Now, after a little share hiccup, I'm buying back those shares (for more than I sold them for, unfortunately, but for a price that I think is fair). I sold shares right around $400, and bought them back Thursday night at an average price of $508, which brings my average cost basis all the way up to $350.
Thanks to a portfolio that is much larger now, Google is not back to being my top holding, but it is now in the top five again.
Why did I buy?
Well, the short answer is that the earnings were too good not to at this price. I understand that the price run up to $550 was based on some probably irrational momentum enthusiasm, but I didn't think $550 was such a crazy share price.
Here's how the numbers compare from the March 2006 earnings release, when I sold a few shares, to today's news:
Sales:
March 2006: $1.92 billion
July 2007: $3.87 billion
Earnings:
March 2006: $372 million
July 2007: $925 million
That's right - sales about doubled, and earnings came close to tripling. Even though the margins are not what was hoped for in this latest release due to a hiring binge, that ain't bad long term performance.
Gross margins have been pretty steady over the past year at near 60%, though net margins are weaker. I'll take that over the opposite outcome (better net margins, worse gross margins) because it means Google's problems are cost-related, and not that its losing pricing power due to competition.
And that's really the key: here in the U.S., at least, there is precious little competition, and no sign that competition is niping at Google's heels despite Microsoft (MFST), Ask and Yahoo (YHOO) all launching improved services, and much better ad systems in the past year or so. Overseas, even in places like China where Google has market share problems so far, there isn't a single market where Google couldn't buy its biggest competitor without breaking a sweat, and overall, Google's international growth continues to outpace, even the very good U.S. results.
The "law of large numbers" argument, that Google cannot sustain its growth rate, is somewhat compelling, but it certainly hasn't impacted Google yet in a meaningful way. It's true that earnings growth has slowed somewhat due to investment, but we're still talking about near-60% sales growth, and a company that, I believe, is likely to hit an inflection point with their recent achievement of "full" staffing levels that may enable it to increase margins in coming years.
So, I can't argue with the market pushing GOOG shares down by a few percent today, as seems to be the final result. But the 8-9% hairdcut the shares got overnight, and early this morning was a bit overdone, and I'm glad I picked up a few shares.
I like the fact that Google is investing in more people right now, especially because many of them are overseas hires or hires who can help build Google's next generation of services.
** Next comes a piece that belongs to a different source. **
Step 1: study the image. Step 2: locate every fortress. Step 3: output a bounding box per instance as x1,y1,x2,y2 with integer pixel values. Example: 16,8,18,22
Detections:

Google even indicated that a good portion of that 1% earnings miss may have been caused by the one-time $60 million impact of a change in its HR accounting policies.
But really, I just want to hold Google shares as a significant part of my portfolio, and this dip gave me a timely opportunity to restore that position when I happened to have cash on hand. Google beat analyst predictions for sales growth during a seasonally challenging quarter, and it's investing in the future with more engineers and salespeople.
I think we continue to underestimate the long term growth potential here, though Google will likely look expensive on a trailing P/E basis for many years. I'll try to ignore the quarter to quarter volatility, and keep my eye on the prize: world advertising domination.
Disclosure: I do own shares of Google, and am also a Google AdSense publisher.